本の紹介

現場から伝いたい事

2025.05.27


 

「伝統民家の生態学」 花岡利昌 著

 

南北に長い私たちの国において、各地域ごとにそれぞれの暮らしの中から育ってきた家の造り方を学ぶことは、とても大事だと私は思います。

 

本書において、実際に現地に赴き、民家の造りの特徴を調べ、測定器具を用いて、住環境を詳細に分析し、その実態を考察していくことによって、先人たちの知恵、工夫を学ぶことができます。
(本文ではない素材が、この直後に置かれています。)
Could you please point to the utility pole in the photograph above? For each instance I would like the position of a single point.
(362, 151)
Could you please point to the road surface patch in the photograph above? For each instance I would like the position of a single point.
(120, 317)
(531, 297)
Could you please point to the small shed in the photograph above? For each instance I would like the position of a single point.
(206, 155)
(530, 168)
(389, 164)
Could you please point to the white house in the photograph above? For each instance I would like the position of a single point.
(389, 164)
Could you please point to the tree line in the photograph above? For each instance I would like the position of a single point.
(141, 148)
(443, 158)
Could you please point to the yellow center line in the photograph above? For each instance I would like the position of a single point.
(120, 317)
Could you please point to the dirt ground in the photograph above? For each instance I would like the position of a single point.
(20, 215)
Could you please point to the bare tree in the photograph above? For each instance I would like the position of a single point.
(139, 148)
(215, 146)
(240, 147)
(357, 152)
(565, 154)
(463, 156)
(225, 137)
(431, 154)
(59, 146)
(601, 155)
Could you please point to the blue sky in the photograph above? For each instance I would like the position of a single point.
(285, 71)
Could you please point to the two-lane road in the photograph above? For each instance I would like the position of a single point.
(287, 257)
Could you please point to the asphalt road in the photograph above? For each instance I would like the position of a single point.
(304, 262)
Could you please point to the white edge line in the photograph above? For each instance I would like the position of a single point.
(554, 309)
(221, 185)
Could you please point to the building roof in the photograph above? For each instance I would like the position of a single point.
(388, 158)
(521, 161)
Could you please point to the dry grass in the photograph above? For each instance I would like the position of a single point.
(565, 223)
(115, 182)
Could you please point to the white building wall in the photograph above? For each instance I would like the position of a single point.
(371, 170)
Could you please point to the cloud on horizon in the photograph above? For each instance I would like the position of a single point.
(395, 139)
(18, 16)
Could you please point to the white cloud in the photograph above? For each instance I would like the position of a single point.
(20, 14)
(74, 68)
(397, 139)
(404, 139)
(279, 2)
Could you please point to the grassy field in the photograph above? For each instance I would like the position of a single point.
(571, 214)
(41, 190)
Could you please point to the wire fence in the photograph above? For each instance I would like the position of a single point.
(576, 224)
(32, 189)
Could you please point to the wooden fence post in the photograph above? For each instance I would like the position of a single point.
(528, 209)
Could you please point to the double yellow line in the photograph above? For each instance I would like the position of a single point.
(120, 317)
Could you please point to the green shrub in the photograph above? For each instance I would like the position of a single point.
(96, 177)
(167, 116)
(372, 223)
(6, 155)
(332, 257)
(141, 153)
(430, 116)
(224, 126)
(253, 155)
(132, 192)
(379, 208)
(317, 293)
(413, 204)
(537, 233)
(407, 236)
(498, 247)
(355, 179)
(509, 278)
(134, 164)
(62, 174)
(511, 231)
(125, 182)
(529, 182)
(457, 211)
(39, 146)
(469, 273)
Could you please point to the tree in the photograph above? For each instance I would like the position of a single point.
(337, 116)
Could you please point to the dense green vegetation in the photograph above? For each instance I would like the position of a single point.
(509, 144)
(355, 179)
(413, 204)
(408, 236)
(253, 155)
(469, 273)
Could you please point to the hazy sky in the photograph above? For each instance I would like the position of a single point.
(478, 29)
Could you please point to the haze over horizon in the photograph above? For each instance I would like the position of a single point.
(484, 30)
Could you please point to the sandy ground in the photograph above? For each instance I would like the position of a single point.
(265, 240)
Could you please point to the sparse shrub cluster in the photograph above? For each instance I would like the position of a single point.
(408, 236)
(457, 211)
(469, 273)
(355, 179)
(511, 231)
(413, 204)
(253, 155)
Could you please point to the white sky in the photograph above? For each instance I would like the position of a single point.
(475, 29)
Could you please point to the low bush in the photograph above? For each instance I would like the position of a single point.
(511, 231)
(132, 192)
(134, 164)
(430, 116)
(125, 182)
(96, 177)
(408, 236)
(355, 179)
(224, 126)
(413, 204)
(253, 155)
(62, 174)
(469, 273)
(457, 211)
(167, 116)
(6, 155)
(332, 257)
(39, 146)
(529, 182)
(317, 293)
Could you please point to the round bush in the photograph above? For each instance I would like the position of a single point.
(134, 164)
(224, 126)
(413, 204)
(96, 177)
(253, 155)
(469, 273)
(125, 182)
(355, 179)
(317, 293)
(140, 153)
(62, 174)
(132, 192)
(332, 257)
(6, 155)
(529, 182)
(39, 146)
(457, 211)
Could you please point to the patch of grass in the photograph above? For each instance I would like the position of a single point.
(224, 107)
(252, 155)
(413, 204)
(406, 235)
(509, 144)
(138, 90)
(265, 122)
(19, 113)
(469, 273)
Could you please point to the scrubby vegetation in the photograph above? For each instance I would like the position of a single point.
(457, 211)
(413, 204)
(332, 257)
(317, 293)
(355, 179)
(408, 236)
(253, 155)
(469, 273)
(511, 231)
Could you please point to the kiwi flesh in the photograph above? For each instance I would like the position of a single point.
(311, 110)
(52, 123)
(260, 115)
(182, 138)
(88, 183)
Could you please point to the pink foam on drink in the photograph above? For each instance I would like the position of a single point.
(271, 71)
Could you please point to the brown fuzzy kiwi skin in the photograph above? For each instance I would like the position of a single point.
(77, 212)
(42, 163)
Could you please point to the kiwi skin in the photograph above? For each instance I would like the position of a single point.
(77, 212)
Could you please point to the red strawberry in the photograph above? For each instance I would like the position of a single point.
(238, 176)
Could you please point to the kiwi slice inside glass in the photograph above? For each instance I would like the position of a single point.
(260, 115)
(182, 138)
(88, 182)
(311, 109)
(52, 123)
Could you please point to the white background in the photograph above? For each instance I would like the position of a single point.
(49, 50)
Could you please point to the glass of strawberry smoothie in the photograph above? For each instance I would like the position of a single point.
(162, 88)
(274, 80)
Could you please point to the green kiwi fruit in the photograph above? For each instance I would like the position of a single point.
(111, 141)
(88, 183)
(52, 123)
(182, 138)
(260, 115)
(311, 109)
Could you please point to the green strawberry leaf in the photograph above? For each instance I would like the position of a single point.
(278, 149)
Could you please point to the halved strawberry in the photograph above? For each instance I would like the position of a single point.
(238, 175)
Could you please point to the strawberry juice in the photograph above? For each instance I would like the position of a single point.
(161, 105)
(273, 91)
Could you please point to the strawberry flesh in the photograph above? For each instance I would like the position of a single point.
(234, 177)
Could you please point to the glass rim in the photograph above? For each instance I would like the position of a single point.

大変な時間と労力を根気強くかけてできた貴重な本です。

 

人間の体感温度というものは、一日を通して室温が一定でかつ、周壁の表面温度も一定であれば、室温が低くても人は寒さを感じることなく過ごすことができます。

 

だから土壁や板倉がいいんです。

 

年々古民家が姿を消していく時代の流れにあって、その地方、地方の風土に適した造り方について学ぶ機会を持つこともなく、ただ気密、断熱のみのものさししか持っていない現代の私たちの家づくりは多様性を失い、貧相に思えてきます。

 

本書を通して、合掌造りの棟の向きが南北に向けられている理由、「土座」の暖かさ、「分棟民家」、「高倉」、「竹床」など自然環境と人の知恵とが調和した住まいの文化の豊かさを知ることができます。

 

本所より抜粋

合掌造りの屋根がいかに夏の日射量を抑え、冬の日射量を受けているかがわかるグラフ。

夏涼しく、冬あたたかい造りは高価な断熱材に頼る前に、先人の知恵から学び、現代に生かすことに注力すべき。